Twisted clover deflated multigrid - lattice/quda GitHub Wiki

For this case study we are using a 64x64x64x128 configuration as provided by the TMC collaboration.

Parameter Value
Volume 64x64x64x128
Gauge action Iwasaki
beta 1.778
Fermion action Twisted Clover
kappa 0.139427
mu 0.000720
CSW 1.69

We will start with a plain Twisted Clover Multigrid solve and use this as a yard stick by which all subsequent improvements shall be compared. Said improvements are:

  1. Using Communication avoiding version of the CG/GCR solver on the coarse levels
  2. Deflating the coarsest level using a Hermitian eigensolver

Each of these steps requires some judicious tuning, which we will demonstrate explicitly with example commands. Please note that throughout this exercise, we will be working with the QUDA develop branch and the following performance critical CMake options:

QUDA_MULTIBLAS_N=4
QUDA_DYNAMIC_CLOVER=ON

The computation will be performed on 16, 32, and 64 Nodes of SUMMIT. We will utilise only 4 of the 6 available GPUs per node, which is a total of 64, 128, and 256 NVIDIA V100 GPUs respectively.
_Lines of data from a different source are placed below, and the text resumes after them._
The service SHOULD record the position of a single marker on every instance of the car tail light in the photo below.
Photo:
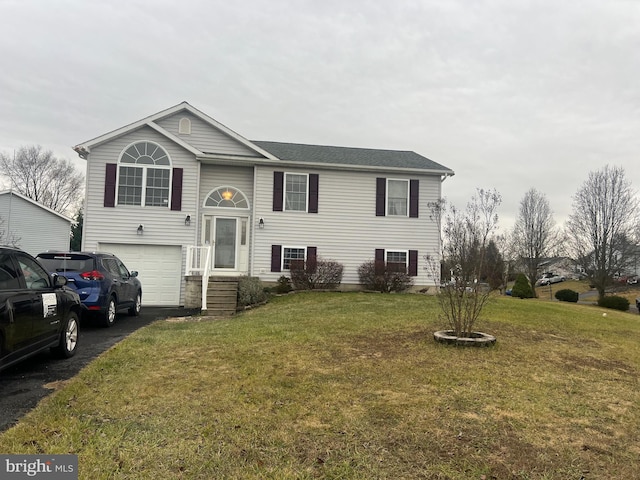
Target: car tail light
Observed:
(92, 275)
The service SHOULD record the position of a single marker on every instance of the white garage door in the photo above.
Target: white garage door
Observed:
(159, 270)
BASELINE: Twisted Clover Multigrid

To begin, we will use QUDA Twisted Clover Multigrid inverter with previously tuned parameters. This represents the 'best case' scenario in which the user has scaled the value of mu on the coarse levels as best as they can. Standard CG will be used as the coarse level solver. The following incantation was used:

command="jsrun -n16 -r1 -g4 -a4 -c4 -l gpu-gpu ./multigrid_invert_test \
       --prec double --prec-sloppy single --prec-null half --prec-precondition half \
       --dim 64 32 16 16 --gridsize 1 2 4 4 --load-gauge /gpfs/alpine/scratch/howarth/lgt104/conf_latest.0500 \
       --kappa 0.1394265 --mu 0.00072 --clover-coeff 0.235630785 \
       --recon 12 --recon-sloppy 8 --recon-precondition 8 \
       --dslash-type twisted-clover --compute-clover true --tol 1e-10 \
       --mg-levels 3 --mg-block-size 1 4 4 4 8 --mg-block-size 0 2 2 2 2 \
       --mg-setup-tol 0 5e-7 --mg-setup-tol 1 5e-7 --mg-setup-inv 0 cg --mg-setup-inv 1 cg \
       --mg-mu-factor 2 70.0 \
       --nsrc 10 \
       --niter 250 \
       --verbosity verbose \
       --mg-nu-pre 0 0 --mg-nu-post 0 4 --mg-nu-pre 1 0 --mg-nu-post 1 4 \
       --mg-coarse-solver 1 gcr --mg-coarse-solver-tol 1 0.35 --mg-coarse-solver-maxiter 1 10 \
       --mg-coarse-solver 2 gcr --mg-coarse-solver-tol 2 0.01 --mg-coarse-solver-maxiter 2 20 \
       --mg-verbosity 0 verbose --mg-verbosity 1 verbose --mg-verbosity 2 verbose "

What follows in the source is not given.